Mabwell recently published research achievements entitled "Antibody-dependent enhancement (ADE) of SARS-CoV-2 pseudoviral infection requires FcγRIIB and virus-antibody complex with bivalent interaction" online in Communications Biology, revealing that the ADE effect induced by SARS-CoV-2 neutralizing antibodies requires bivalent binding of antibodies to SARS-CoV-2 Spike protein and cross-binding of Fc regions of antibodies to FcγRIIB.

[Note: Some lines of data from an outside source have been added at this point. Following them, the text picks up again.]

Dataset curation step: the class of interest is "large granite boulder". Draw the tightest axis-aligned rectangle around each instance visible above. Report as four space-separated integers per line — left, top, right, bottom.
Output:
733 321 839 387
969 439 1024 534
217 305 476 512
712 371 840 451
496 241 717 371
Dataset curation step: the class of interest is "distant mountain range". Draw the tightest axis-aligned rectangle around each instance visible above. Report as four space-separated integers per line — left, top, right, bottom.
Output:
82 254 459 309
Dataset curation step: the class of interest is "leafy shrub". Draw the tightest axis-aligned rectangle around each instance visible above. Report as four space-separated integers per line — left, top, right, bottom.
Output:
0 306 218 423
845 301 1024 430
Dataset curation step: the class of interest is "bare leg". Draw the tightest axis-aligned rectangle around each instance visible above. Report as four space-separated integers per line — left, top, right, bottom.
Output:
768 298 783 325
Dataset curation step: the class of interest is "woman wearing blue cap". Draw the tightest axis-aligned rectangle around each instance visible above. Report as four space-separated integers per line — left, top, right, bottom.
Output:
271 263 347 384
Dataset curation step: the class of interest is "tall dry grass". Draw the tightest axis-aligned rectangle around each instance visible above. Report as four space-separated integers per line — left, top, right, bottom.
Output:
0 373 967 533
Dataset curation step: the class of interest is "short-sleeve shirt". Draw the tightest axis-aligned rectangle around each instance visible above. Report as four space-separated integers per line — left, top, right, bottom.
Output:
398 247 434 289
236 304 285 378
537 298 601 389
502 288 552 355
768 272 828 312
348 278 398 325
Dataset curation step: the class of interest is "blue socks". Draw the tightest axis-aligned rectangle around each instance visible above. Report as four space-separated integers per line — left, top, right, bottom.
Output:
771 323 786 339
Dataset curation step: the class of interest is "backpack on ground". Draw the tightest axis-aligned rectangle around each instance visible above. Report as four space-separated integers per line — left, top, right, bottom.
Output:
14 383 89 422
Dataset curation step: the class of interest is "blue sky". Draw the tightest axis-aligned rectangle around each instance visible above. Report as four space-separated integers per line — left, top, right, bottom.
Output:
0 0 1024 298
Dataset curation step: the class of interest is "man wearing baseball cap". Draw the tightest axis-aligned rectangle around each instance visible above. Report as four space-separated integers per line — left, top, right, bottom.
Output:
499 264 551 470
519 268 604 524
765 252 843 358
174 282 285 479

Under the attack of the global epidemic, human beings are tussling with viruses through the research and development of vaccines and therapeutic drugs. Neutralizing antibodies are an important area of research in response to COVID-19 pandemic, and whether the SARS-CoV-2 neutralizing antibodies will cause ADE has been of great concern. 

In 2020, Mabwell reported for the first time the findings from in vitro tests that some SARS-CoV-2 neutralizing antibodies enhance the SARS-CoV-2 pseudoviral infection of B cells by the direct interaction between Fc regions of antibodies and FcγRIIB on the surface of B cells (Nature Communications, 2020). In this study, Mabwell identified a subset of neutralizing antibodies from a series of SARS-CoV-2 neutralizing antibodies that could enhance the SARS-CoV-2 pseudoviral infection of originally insensitive B cell lines. 

By means of structural biology methods and antibody-antigen interaction analysis, it was found that neutralizing antibodies which could induce ADE effect bound bivalently to SARS-CoV-2 Spike protein, whereas neutralizing antibodies which could not induce the ADE effect bound monovalently to SARS-CoV-2 Spike protein. After the neutralizing antibodies with ADE effect were changed from bivalent to monovalent by protein engineering, the ADE effect was completely eliminated. Further studies confirmed that FcγRIIB-mediated endocytosis, pinocytosis, and subsequent lysosomal transport pathways are involved in the ADE effect of SARS-CoV-2 neutralizing antibodies. The new ADE mechanism reported in this study provides a reference for the subsequent development of more effective and safer therapeutic drugs for COVID-19.